Engaged pedagogy asks the librarian as educator to not approach the job of education dispassionately and rigidly. The goals of the information literate society work are complementary to those of engaged pedagogy. Both are concerned with critical thinking and application of knowledge(decision making). Learning is viewed as a process and something that cannot be measured using discrete items(Doyle). Where they differ is that most information literacy programs have an aspect of rigidity to their rhetoric. There are certain skills that information literate people must possess and certain ways which one can measure that possession.

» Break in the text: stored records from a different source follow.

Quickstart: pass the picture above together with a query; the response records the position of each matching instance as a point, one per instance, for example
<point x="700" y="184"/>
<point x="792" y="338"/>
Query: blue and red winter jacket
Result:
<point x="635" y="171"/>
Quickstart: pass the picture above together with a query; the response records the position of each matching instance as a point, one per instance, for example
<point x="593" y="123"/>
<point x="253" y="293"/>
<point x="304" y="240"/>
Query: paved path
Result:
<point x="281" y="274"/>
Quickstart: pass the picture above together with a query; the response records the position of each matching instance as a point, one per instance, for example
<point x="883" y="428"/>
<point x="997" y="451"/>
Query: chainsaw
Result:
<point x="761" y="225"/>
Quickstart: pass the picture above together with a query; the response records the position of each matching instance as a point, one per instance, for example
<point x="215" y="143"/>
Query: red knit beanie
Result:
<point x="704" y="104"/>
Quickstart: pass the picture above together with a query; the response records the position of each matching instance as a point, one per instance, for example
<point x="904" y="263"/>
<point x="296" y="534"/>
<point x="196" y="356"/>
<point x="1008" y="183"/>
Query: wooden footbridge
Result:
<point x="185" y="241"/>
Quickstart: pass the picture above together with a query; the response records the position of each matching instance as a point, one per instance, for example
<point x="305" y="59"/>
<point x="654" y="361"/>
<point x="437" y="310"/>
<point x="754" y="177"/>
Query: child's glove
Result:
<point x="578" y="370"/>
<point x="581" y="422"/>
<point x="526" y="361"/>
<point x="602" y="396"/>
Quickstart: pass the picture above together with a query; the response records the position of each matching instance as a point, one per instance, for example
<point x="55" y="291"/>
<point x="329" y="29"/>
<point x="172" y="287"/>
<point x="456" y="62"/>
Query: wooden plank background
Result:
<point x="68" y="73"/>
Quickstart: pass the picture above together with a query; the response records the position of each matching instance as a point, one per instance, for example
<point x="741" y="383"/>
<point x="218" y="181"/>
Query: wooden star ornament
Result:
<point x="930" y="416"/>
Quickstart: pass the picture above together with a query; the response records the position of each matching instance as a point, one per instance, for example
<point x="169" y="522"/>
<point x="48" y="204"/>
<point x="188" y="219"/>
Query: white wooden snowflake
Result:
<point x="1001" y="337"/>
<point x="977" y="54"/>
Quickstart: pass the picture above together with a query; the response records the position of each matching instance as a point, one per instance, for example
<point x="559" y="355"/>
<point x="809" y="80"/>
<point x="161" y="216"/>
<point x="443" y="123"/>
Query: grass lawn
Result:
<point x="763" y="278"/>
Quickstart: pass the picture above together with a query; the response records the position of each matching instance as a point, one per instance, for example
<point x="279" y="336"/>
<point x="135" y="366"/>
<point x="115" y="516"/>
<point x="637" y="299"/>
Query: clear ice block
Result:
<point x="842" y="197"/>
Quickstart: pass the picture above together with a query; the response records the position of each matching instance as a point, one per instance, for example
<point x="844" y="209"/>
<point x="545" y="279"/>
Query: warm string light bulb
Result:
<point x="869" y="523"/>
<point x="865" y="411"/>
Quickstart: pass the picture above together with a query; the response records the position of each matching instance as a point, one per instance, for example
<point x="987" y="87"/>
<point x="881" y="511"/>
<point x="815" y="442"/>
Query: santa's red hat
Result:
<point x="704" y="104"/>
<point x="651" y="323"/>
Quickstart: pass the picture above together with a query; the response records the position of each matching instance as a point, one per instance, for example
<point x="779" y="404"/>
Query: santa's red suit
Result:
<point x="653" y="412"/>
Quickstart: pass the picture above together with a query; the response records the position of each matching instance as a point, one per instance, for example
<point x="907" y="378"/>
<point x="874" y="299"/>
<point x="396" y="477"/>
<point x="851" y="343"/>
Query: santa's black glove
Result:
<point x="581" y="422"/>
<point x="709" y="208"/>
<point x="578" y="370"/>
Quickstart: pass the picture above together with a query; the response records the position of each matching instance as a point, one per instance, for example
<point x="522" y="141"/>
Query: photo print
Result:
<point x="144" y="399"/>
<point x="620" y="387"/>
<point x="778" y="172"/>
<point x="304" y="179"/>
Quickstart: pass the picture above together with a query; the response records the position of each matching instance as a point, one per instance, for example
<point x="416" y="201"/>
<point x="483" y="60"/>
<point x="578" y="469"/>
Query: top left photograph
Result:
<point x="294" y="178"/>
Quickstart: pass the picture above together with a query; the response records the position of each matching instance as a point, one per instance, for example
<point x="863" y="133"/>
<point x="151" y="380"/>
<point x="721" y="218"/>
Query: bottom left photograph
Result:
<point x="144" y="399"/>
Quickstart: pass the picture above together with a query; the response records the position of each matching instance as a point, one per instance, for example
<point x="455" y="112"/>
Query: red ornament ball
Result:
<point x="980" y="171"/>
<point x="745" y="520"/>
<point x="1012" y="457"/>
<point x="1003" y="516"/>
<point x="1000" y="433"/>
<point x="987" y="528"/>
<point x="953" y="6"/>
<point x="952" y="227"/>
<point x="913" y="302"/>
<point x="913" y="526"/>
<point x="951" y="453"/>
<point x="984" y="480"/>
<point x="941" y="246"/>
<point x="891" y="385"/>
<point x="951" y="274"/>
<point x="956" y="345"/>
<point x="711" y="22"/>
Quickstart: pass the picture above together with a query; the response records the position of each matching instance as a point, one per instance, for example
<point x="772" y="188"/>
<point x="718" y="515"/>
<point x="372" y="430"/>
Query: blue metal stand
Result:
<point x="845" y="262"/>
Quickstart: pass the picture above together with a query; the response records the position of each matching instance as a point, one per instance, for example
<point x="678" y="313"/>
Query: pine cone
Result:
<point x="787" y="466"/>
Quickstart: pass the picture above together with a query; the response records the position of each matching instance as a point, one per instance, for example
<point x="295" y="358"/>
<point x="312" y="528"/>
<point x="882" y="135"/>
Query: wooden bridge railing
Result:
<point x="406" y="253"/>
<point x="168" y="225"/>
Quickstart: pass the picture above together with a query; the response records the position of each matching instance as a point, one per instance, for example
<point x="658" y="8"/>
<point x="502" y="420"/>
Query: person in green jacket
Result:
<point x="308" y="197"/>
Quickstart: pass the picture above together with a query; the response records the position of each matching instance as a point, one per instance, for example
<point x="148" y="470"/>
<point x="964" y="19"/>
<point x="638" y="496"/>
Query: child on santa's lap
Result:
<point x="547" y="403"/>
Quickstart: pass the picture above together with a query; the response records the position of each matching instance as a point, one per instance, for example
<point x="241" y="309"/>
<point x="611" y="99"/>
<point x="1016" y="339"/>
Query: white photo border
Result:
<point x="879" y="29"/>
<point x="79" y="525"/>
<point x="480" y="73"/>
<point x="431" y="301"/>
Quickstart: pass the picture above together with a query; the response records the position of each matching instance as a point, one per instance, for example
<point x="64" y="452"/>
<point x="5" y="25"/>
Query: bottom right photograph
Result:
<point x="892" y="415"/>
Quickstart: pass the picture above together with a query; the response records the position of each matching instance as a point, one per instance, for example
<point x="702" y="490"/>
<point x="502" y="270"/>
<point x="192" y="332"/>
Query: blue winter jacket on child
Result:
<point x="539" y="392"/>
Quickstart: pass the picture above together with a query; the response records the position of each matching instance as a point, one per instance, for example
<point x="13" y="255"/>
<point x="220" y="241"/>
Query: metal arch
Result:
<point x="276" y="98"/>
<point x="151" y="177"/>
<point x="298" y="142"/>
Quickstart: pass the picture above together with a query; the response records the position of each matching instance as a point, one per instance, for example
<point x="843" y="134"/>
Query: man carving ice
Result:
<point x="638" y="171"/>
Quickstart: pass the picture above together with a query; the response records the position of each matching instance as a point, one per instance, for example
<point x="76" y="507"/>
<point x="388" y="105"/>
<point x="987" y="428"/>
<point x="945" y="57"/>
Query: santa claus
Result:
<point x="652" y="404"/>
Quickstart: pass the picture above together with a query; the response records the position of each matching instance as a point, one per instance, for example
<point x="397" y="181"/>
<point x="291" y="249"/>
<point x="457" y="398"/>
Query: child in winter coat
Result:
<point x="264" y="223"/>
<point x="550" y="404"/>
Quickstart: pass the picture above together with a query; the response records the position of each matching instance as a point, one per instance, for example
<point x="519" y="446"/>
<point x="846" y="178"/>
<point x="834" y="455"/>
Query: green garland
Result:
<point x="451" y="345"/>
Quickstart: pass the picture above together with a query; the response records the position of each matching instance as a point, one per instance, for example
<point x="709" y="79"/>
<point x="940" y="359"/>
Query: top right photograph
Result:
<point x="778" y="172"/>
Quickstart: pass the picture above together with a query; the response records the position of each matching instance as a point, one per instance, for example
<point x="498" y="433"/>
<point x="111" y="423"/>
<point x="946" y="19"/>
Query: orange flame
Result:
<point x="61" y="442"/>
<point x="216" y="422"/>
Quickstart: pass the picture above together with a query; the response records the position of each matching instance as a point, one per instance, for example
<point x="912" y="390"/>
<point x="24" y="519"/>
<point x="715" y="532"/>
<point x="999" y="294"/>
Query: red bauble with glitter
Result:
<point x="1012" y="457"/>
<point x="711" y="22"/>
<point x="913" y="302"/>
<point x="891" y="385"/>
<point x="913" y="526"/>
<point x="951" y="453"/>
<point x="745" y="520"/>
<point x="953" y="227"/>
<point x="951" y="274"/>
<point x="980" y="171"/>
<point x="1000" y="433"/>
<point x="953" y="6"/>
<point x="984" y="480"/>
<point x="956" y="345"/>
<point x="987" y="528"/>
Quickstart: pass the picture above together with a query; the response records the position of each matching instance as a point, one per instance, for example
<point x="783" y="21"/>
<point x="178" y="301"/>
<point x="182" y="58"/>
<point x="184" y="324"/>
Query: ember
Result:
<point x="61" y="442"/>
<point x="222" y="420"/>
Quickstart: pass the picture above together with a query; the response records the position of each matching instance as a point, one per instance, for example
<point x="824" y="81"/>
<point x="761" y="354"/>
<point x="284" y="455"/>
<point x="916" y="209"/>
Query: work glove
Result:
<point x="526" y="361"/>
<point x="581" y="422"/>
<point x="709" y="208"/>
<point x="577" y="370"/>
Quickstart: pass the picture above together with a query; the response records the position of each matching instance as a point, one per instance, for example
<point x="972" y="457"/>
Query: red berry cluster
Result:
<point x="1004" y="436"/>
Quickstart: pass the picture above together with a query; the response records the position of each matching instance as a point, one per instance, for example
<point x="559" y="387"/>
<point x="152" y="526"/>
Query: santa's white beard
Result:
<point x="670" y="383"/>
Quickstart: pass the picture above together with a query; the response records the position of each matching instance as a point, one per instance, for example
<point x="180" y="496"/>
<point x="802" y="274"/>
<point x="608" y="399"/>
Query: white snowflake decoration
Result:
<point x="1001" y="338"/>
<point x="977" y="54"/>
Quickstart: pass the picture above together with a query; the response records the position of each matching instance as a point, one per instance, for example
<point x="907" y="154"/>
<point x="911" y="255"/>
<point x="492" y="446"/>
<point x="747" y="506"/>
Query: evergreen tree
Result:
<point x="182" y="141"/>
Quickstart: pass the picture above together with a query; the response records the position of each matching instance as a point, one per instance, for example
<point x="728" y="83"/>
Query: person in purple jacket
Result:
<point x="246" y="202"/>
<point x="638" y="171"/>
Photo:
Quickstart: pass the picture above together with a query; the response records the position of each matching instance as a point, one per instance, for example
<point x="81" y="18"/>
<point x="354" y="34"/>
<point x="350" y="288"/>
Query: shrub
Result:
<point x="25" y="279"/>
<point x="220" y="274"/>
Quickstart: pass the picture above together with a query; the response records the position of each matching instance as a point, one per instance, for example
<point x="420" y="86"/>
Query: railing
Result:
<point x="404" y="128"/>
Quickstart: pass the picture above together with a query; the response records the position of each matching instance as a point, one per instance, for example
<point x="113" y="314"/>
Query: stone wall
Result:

Engaged pedagogy would not completely disagree but it would challenge that critical thinking and decision making are not limited to information products. Nor, is an information product isolated from real life but instead it is something to interact and engage. It would say, thinkers are creators of information and not just receivers.
The library has a long history of providing information and even teaching what is good criteria for scholarly information. It falls sort in actually training people to interact and engage with information in an empowering way. The Progressive Library Guild writes, “Our profession rapid drift into dubious alliances” serves the “serves the interest of those who control them [information sources] is a disservice to patrons (Rubin 116).
The library can learn much from engaged pedagogy. In insisting that information is created (for a reason and by a person) and patrons/students are co-creators of information, the library becomes less passive in the information process. Instead, of merely assessing skills(and hoping to build skills) the library becomes a place of freedom as it helps other “talk back” to the world. The people are engaged with the information, co-creating their world.
Conculsion:
In conclusion, engaged pedagogy is an approach to holistic learning. It is a practical theory formulated by social critic and educator bell hooks. hooks use components of critical theory and feminist theory to formulate her ideas. However, the ideas are uniquely her own. Engaged pedagogy is deeply concerned about education as freedom. It sees education as liberation force and not a measure of memorization. It challenges standard pedagogical practice in its insistence on spontaneous and joy.
It is a theory, with major emphasis on freedom, wisdom and hope. Wisdom employs aspects of critical thinking which are essential to making people independent learners. Hope gives a sense of possibility and helps foster community. Hope lets us look at the problems and think of creative solutions. Engaged pedagogy is important because it requires teachers and students to interact as human beings and to know each other as flawed intellectuals. It challenges racist, sexist and class notions build on dominance and oppression as it ask us to engage in the reality of life and ask probing questions about the status of things. It is important for library education because it helps make patrons aware of their agency, in co-creating their world. In this vein, information is not longer about consumption but about use.
For Further Consideration:
This theory was hard to pull together. While, I found it useful to think about I am was not always certain of its concreteness. Further study and application is needed to really understand the theory as it applies to the classroom and the library.